I had a long time to wait at Dupchin before any of my followers arrived; so I took a snooze under a pine tree adjoining a fine stream, at which I had slaked my thirst. The whole of my effects did not arrive until about five o'clock. There was no village, no house here, it being simply used as a camp ground, for which it offered some facilities—a level surface, wood and water in abundance—food we had brought with us.

The night was bitterly cold, but my servants managed tolerably, four or five sleeping in my smaller tent, as many as it would hold. Others and the coolies coiling themselves up in their warm blankets under a pine-clad bank, screening them from the wind, by the help of rousing fires of dry pine wood kept up through the night, if not perfectly comfortable, did not suffer: for they did not grumble—a good sign.

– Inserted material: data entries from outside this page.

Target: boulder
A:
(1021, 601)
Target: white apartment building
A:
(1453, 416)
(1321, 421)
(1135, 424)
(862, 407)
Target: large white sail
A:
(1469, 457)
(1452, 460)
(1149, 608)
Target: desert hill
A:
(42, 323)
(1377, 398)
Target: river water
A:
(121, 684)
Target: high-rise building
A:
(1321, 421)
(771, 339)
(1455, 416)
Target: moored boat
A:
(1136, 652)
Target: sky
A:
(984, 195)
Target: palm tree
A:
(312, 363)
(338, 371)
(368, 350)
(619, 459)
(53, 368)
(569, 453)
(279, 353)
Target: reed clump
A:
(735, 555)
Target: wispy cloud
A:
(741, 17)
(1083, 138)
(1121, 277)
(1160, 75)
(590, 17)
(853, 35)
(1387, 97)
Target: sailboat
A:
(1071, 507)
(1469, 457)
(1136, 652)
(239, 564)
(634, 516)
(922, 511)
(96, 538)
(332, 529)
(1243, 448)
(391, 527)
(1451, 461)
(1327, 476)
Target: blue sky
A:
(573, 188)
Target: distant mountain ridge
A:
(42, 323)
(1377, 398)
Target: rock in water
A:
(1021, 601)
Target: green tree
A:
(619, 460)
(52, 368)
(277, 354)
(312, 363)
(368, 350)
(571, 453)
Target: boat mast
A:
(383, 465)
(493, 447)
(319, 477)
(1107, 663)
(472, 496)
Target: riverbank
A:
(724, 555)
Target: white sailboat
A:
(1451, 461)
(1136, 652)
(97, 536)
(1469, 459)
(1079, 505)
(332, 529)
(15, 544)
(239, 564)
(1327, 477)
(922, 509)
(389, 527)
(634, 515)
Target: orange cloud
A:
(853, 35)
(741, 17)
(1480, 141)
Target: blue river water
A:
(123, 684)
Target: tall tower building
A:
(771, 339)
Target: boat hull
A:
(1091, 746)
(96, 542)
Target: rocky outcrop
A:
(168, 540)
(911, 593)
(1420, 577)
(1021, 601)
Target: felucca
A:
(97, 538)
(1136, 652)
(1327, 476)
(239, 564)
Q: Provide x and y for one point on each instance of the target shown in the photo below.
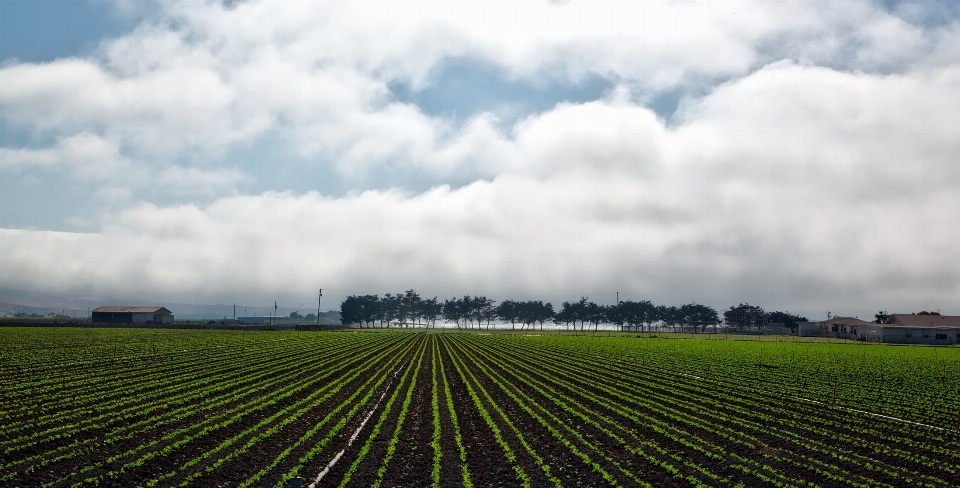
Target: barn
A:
(131, 315)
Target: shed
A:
(131, 315)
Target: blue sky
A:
(717, 152)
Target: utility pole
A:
(318, 307)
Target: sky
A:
(797, 155)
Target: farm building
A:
(898, 329)
(839, 327)
(131, 315)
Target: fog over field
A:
(797, 155)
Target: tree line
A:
(408, 309)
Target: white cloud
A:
(796, 187)
(85, 155)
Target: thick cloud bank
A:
(811, 164)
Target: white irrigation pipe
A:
(356, 433)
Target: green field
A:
(156, 407)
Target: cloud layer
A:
(811, 164)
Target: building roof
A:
(849, 321)
(131, 309)
(912, 320)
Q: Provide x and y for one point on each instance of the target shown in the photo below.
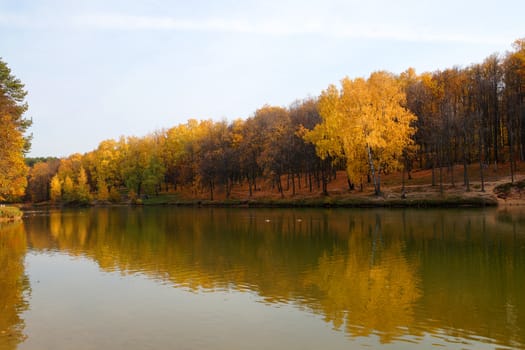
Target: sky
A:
(100, 69)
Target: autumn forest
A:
(367, 127)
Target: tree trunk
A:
(372, 170)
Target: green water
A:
(183, 278)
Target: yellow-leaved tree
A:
(365, 122)
(13, 144)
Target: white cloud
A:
(283, 27)
(363, 28)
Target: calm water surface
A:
(182, 278)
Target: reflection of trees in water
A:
(14, 284)
(372, 288)
(384, 272)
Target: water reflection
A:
(14, 284)
(393, 274)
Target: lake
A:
(213, 278)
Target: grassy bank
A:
(10, 213)
(331, 202)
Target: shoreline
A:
(315, 202)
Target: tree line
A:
(368, 127)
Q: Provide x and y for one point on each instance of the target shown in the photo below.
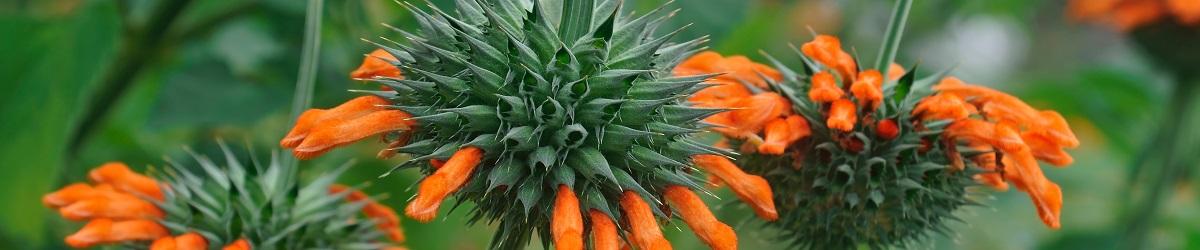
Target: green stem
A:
(1179, 114)
(892, 40)
(303, 95)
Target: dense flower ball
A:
(550, 128)
(231, 206)
(857, 159)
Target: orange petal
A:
(750, 189)
(376, 65)
(111, 208)
(695, 213)
(334, 135)
(825, 88)
(887, 129)
(645, 231)
(567, 222)
(126, 180)
(315, 119)
(442, 183)
(867, 89)
(895, 71)
(67, 195)
(191, 242)
(841, 115)
(93, 233)
(604, 231)
(240, 244)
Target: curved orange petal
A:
(825, 88)
(604, 231)
(442, 183)
(240, 244)
(843, 115)
(126, 180)
(376, 65)
(315, 119)
(750, 189)
(567, 222)
(695, 213)
(334, 135)
(645, 231)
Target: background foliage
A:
(227, 70)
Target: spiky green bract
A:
(889, 192)
(263, 203)
(579, 95)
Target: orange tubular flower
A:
(604, 231)
(241, 244)
(319, 130)
(841, 115)
(387, 218)
(868, 89)
(184, 242)
(567, 224)
(645, 231)
(825, 88)
(1128, 15)
(377, 64)
(827, 51)
(102, 231)
(783, 132)
(695, 213)
(750, 189)
(442, 183)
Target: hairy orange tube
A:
(442, 183)
(695, 213)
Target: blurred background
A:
(91, 81)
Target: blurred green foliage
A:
(227, 70)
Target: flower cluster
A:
(855, 158)
(1128, 15)
(227, 207)
(558, 129)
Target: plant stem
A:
(1179, 113)
(892, 40)
(303, 95)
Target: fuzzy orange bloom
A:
(114, 206)
(783, 132)
(604, 231)
(321, 130)
(387, 219)
(827, 51)
(750, 189)
(887, 129)
(183, 242)
(240, 244)
(442, 183)
(750, 114)
(736, 69)
(377, 64)
(1128, 15)
(126, 180)
(567, 222)
(868, 89)
(102, 231)
(645, 231)
(841, 115)
(695, 213)
(825, 88)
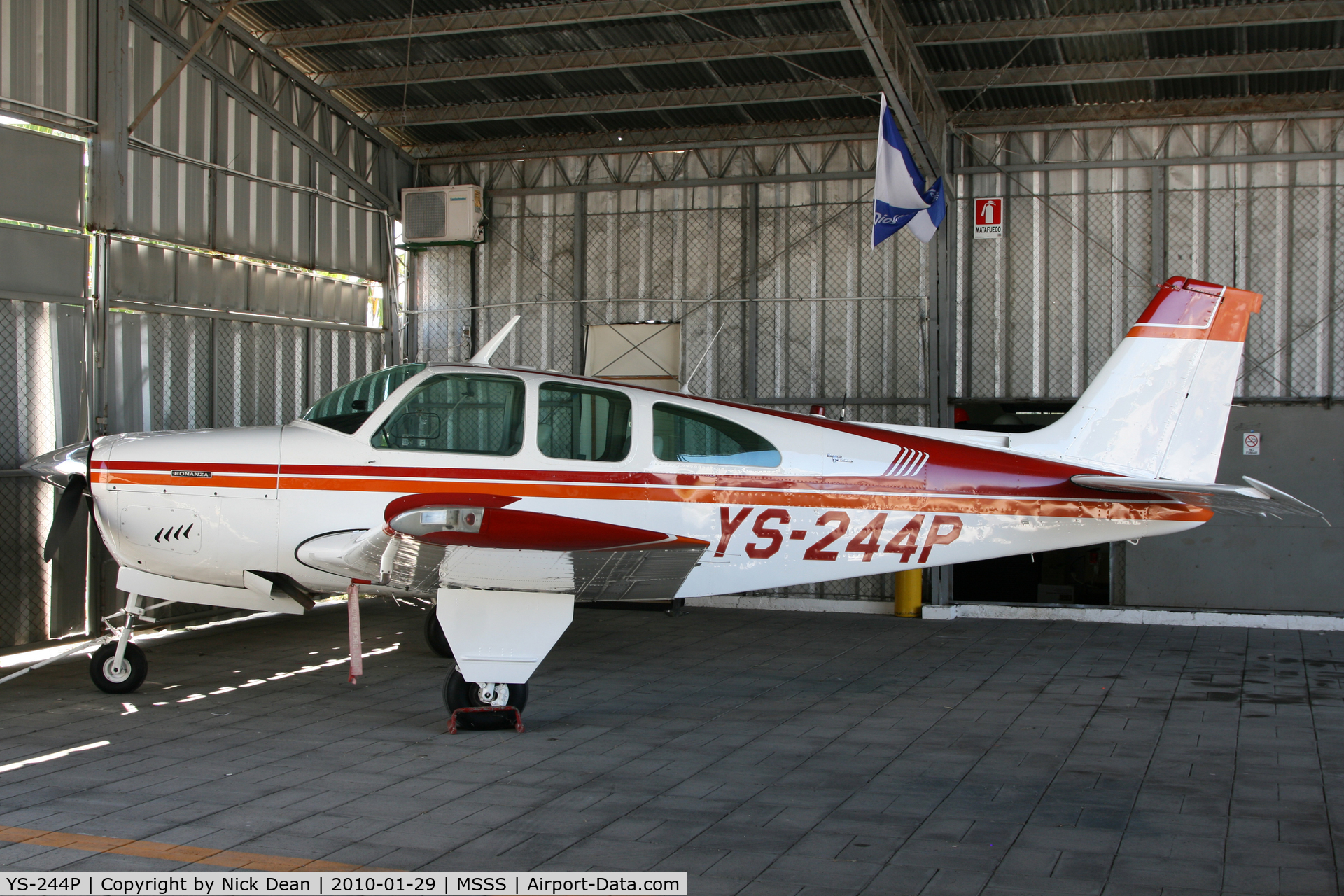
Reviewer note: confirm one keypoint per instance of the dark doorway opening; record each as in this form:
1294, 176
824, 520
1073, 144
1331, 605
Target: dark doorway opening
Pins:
1082, 575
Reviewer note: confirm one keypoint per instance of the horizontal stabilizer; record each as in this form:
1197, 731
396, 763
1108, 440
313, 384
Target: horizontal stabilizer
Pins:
1253, 498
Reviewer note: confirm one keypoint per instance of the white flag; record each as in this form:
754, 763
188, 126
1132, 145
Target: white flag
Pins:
899, 197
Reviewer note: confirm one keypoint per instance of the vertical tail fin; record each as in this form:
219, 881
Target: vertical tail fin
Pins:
1159, 406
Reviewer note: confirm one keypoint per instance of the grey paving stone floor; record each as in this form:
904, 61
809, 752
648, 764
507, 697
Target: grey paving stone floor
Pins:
766, 754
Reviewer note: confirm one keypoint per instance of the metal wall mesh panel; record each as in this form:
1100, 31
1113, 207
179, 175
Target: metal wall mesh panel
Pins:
1042, 309
141, 272
442, 304
27, 428
527, 269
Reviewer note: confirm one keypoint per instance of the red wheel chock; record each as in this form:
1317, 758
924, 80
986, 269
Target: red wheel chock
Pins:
518, 716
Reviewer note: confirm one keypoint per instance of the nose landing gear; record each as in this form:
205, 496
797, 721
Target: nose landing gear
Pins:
483, 707
113, 676
121, 666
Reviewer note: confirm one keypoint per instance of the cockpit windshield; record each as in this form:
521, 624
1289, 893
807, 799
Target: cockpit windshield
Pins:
347, 409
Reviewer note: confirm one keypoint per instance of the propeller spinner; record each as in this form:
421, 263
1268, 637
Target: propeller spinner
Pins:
67, 469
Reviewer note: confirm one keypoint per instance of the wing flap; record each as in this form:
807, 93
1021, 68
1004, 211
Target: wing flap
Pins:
1253, 498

1st May. To Shupyim. The first part of the road is rough and difficult, through a pine forest. You then cross the river by a bridge, the scenery charming; emerge from the forest, and enter upon level grass lands. We halted at Heerpoor for breakfast, a small village where supplies are to be got: there is an old serai, one small room only habitable, but good ground for camping.

The road from Heerpoor to Shupyim is good, over level grassy elevated land, park-like scenery on either hand, the valley of Cashmere widening before you, and a glorious display of mountains beyond it.

One may consider oneself fairly in the valley here, having left the mountains behind; there remain only slight elevations between Shupyim and Sirinuggur.

2nd May. I followed the path to Sirinuggur which, although one of the principal roads to the capital, was but a bridle path, in some places difficult to find, and leading over rivers and streams, some of which, being without bridges, are awkward to cross.

We halted at a village called Serai, from there being the remains of one there. Ramoo is the usual station, but it does not divide the distance so equally, being too near Shupyim.